God teaches us to stop doing things based on the approval of others —to offload that baggage and trade up to joy but that is not what is observable. People struggle with people pleasing it their entire lives. That means something else structural is going on. My desire for acceptance is one of the crosses that I carry. Each morning I have to attend a funeral. I have to wake up and once again die to my desires for people’s approval, —never easy. —Maybe, actually, impossible.
“Friends, when you get anxious around the “fear of man” or the disapproval of other people regarding the decisions you make, what steps do you take to move beyond that fear?”
The only way I know of to try to counteract that is to deeply consider opinions and ideas I don’t like (—and I hate that too). But, the more I don’t like what is said, the more I recoil from what wise others counsel, the more prayer and research about that issue I engage in. I always assume that what I do not yet know is far more important than what I think I already know. . . .Often, when we smuggle our conclusions into our views of God and our interpretations of Bible passages by beginning with these conclusions in our initial premises; well, doing this increases the probability that we beg the serious/hard questions and end up with conclusions that match our presuppositions rather than reflect the truth of God’s Word. . . . .But God will really speak, —if we really listen. He pulls on our hearts, —doesn’t He? . . .When I pray, I feel that pull like a huge magnet. . . .When my heart is broken before the Lord, when my heart is clean💖✨and thankful (Psalm 95:7-8, Hebrews 3:13, —Psalm 51 too!, etc.)!!! But nothing with God is easy, —it is just worth it. 💌ツ
When I think about the fear of man discussion I can’t relate. It is impossible for most people to comprehend life with an abusive partner. I really couldn’t care what anyone has to say about my actions. Survival is all that matters.
Only God knows the heart of man. Man is not to judge. What is there to fear from man? I don’t get it.
Aaaahhhh. All the money we could have saved if we quit couples counseling! Don’t bother ladies. Difficult marriage maybe, destructive marriage, don’t bother.
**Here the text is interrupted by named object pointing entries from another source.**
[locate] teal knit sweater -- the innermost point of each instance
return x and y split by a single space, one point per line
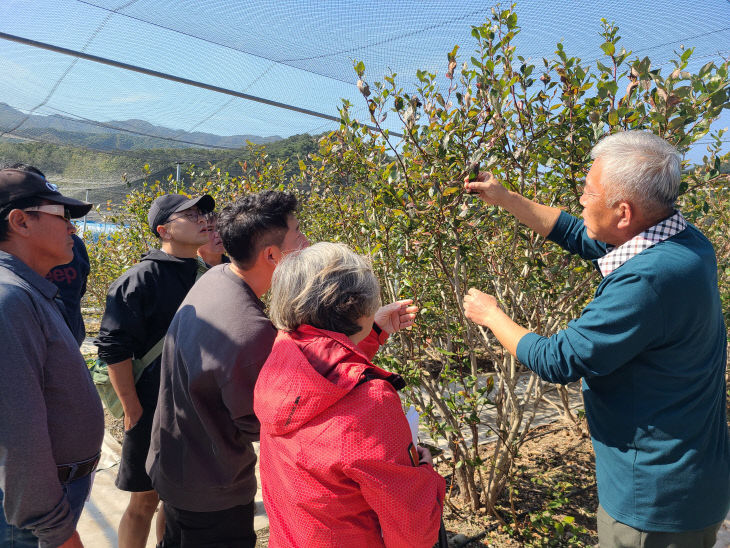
651 349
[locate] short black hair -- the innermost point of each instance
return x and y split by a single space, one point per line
253 222
17 204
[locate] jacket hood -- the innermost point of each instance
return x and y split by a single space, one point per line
307 372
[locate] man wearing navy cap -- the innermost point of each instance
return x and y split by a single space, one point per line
139 308
51 419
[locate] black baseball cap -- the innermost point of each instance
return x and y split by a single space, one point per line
17 183
164 206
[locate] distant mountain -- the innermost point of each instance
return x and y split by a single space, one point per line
114 135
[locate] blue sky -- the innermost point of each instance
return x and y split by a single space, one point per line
299 53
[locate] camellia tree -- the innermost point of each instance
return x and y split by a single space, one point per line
403 203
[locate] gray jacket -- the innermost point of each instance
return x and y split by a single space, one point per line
50 413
It only exposes the victim to renewed torture from the new information Mr. Destructive just gleaned from the counseling session.
Yes! I would end up even more confused afterwards. It ADDED to the fog.
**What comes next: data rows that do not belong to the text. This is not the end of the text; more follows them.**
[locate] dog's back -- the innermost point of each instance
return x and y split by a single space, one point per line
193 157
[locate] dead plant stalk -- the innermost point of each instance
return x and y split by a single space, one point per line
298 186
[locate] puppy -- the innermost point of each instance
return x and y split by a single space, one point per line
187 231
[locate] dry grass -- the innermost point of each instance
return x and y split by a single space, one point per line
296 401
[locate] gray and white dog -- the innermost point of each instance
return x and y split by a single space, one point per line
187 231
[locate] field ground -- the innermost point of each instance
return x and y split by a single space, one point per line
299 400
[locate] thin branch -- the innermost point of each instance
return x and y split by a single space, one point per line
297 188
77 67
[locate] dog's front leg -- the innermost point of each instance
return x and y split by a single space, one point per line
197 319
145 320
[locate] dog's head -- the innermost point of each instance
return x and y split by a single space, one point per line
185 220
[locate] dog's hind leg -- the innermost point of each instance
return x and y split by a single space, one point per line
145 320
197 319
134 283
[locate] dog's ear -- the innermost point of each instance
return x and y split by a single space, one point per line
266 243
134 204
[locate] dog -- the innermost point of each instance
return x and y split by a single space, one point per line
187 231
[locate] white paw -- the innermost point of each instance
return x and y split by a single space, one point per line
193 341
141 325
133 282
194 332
I have to admit that I am very mad at the counselors who took on our case, putting on airs that they were “trauma” certified and then had no clue what they were doing. It was SO DANGEROUS for me!
I think Don Henessy addresses this issue in the book Connie recommend. What is the penalty for counselors who collaborate with the perpetrator. I hope they can be penalized and have their license revoked for their mispractice. Yet, it will probably be awhile before we see that justice fully realized.
When we started couples counseling, for a month things were great. I even considered stopping the counseling because it seemed like we didn’t have anything to work on. My immediate family told me it was too good to be true and they were right. He was just trying to impress the pastor. He could not keep up the good behavior for more than a month. He then started using things that I had shared against me. Seeing that, I quickly stopped the counseling with him and found a counselor for myself. I truly would not have been able to survive if I continued couples’ counseling. The pastor then began focusing on how I could adjust to my husband’s bad behavior. Anything to save the marriage.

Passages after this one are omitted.